The effect is lifelike; an almost living, breathing fleeting butterfly image captured on canvas.
After a trip to Sanibel, she returned with a bucket of treasured shells, inspiring a series of conch oil paintings – the queen conch, horse conch, horned queen conch and murex.

O’Neal has captured the minute details of the shells; their rugged edges and the curling inward of the curves, resting on the sand as if waiting for a passing beachcomber. A hint of surf and sky shows in the foreground, causing the shell to appear life size.

“When I did the conch shells, I took pictures of them and had some photos of the ocean used as a backdrop. The goal is to bring the viewer along on my perception of the world and how I want to see the world. It’s a bit fantasy-base but it’s not,” she explains.

“I paint one color across the entire canvas. It’s called an under painting. Whether looking at a photograph or if I’m doing plein air, I lightly sketch the forms and subjects.”

O’Neal’s understated manner of describing her process belies the mindfulness she puts into each painting.

Her self-confidence is evident in O’Neal’s “Three Faces of Diana,” a startling portrait in watercolor that affirms her sense of pigment saturation, determination and humor.

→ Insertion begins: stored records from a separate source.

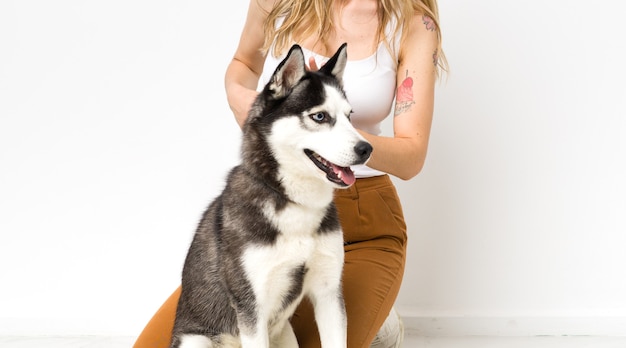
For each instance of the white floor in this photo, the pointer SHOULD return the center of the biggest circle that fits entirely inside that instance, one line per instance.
(410, 342)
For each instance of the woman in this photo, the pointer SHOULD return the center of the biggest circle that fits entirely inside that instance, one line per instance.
(394, 54)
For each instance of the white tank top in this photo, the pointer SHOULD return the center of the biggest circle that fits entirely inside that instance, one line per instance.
(370, 86)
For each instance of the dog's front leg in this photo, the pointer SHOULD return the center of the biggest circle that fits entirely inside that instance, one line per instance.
(326, 293)
(254, 335)
(330, 315)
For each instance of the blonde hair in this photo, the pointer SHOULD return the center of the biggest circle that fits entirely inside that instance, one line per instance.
(313, 18)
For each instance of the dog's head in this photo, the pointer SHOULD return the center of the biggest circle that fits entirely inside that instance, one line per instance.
(300, 124)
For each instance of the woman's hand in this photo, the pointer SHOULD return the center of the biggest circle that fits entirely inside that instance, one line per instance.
(240, 100)
(312, 64)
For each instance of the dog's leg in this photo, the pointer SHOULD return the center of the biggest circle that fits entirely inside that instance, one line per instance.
(255, 337)
(326, 294)
(195, 341)
(330, 316)
(286, 338)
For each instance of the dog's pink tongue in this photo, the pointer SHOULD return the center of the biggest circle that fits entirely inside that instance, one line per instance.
(345, 174)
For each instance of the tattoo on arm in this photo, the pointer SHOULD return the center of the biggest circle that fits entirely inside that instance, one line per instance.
(429, 23)
(404, 95)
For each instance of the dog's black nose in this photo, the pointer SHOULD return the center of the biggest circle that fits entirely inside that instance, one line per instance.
(363, 149)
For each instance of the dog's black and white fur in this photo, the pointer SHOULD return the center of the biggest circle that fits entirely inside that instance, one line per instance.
(273, 236)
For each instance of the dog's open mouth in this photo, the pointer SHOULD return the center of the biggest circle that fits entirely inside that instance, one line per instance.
(337, 174)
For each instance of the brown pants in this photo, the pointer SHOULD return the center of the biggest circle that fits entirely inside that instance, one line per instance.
(375, 253)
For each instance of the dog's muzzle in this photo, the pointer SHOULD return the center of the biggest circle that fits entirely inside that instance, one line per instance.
(343, 176)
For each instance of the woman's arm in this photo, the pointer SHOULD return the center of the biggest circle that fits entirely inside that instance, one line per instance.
(403, 155)
(243, 72)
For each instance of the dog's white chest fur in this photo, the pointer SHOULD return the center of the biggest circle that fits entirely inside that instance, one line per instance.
(299, 246)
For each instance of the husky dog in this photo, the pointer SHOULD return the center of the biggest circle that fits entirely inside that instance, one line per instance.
(273, 236)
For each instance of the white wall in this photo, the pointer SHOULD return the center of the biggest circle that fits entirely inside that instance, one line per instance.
(115, 134)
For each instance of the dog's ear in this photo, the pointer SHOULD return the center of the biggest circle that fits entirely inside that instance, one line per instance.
(337, 63)
(288, 73)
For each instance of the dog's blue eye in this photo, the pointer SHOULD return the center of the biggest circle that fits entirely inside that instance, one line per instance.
(319, 117)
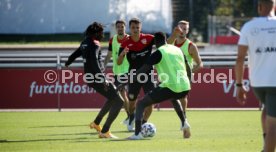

The subject is a woman dressed in a bright tutu, carrying a pitchfork, and wearing an opera style helmet with horns.

She and her husband owned and operated a frame shop, during which time they attended art receptions and exhibits, before another door opened, a position with the home furnisher Rooms to Go.

“I did display and visual design for about 35 years. This offered a lot of artistic freedom with some standards. Staff weren’t allowed to place their own work in the rooms. The company sent us to the Japan franchises. We stayed in Yokohama, worked during the day then at night went sightseeing,” O’Neal recalls with a gleam.

Following her retirement, O’Neal, still an independent artist, became a board member at the nonprofit Isola Arts, founded by Katherine Larson. Abiding to the mantra of “Art in Unusual Places,” they held one of their first group exhibits at the “haunted” Tangelo Apartments building.

Built in the mid-1920s, it is said to have paranormal activities, and during building renovations, workers began to experience intermittent vertigo and heard strange creaking noises. Even the artists felt something strange about the building, but O’Neal and the others were pleased with the turnout, no doubt helped by the ghostly intrigue.

Soon after, Larson and Charlotte Tripson, great-granddaughter of Waldo Sexton, launched Waldo’s Secret Art Walk, weekends the first Friday through Sunday of the month at the Sexton homestead. Its winding stone-pebbled paths offer a unique place for O’Neal and other Isola Arts artists to showcase their work.

O’Neal and her husband of 31 years, a retired chemical engineer, enjoy reading, Florida summers, each other’s company, and staying engaged with nature, artists and the arts of Vero Beach.

She advises aspiring artists to “be yourself, stay true to yourself and don’t get influenced by whatever other people are doing. Do who you are.”